Rüzgar o kadar  hafif yüzünü okşuyordu ki esiyor mu esmiyor mu? O kadar hissedemiyordu denebilirdi.Çok ağır yürüyordu, geziniyordu. Karışık otlu, çiçekli, yer yer toprağında göründüğü halı benzeri bir doğanın patikasında soluklarını doldurup yürüyordu.Ciğerlerini temizliyordu. Soluğunu kesen yaşamasını istemezcesine boğazına bastıran, artık olmayan, " kararı öyleydi" ismini bile unutulacaklar listesinde başa yazdığı birliktelikti.

Annesi söylemişti, bu günde olsa aynı lafı ederdi.
" Kır kıçını otur, ne yapacaksın oralarda? Bir eksiğin mi var? Senin canını sıkan, yediğine, içtiğine, gezdiğine, giydiğine karışan mı var?"
Öyle demişti. Bu gün olsa " Seni kovalayan mı var? Otur evinde ne işin var dağlarda tepelerde. Boğazına sarılan mı var? Nefes aldın da alma mı dedik? Otur oturduğun yerde."
Rüzgar çok hafifti. Kafası karışık, ciğerleri dolu gibiydi.Nefes alması lazımdı.Kendisini nefes alamayan insanlar gibi hissediyordu. Soluğu yetmiyordu yaşamak için. Bunalmıştı. Yavaş yürüyordu. Olmadığı kadar kendisiyle yalnız kalabilmişti.

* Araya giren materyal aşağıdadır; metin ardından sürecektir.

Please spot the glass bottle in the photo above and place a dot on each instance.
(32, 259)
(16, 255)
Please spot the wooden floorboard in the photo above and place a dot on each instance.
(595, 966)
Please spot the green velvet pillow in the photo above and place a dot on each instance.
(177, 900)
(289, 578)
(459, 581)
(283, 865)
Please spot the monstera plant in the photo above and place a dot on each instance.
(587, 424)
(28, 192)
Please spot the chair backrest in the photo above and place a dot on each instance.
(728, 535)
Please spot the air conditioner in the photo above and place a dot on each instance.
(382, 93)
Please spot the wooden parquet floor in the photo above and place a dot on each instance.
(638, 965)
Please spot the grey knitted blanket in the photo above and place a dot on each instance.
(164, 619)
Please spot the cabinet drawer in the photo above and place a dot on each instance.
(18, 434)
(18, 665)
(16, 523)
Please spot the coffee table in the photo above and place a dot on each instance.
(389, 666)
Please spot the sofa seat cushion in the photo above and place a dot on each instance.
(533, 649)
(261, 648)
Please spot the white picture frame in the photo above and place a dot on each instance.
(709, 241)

Hep bir konser salonu sahnesinde gibi tek başınaydı, kalabalıklar vardı. Bütün gözler üstünde yalnızlığını nasıl yaşadığını seyrediyor olurlardı. Tek başına kalamazdı, bir telefon bir çağrılmışlık, bir gitmek zorunda olmalık, bir gelmeleri gerekiyor olmalar.Yağmur yağmıyor olsa da bir taze toprak kokusu genzini dolduruyordu. Güzel bir bahar sonuydu, havalar ısınacak buralara gelmek güçleşecek. Sıcak zevk vermeyecekti.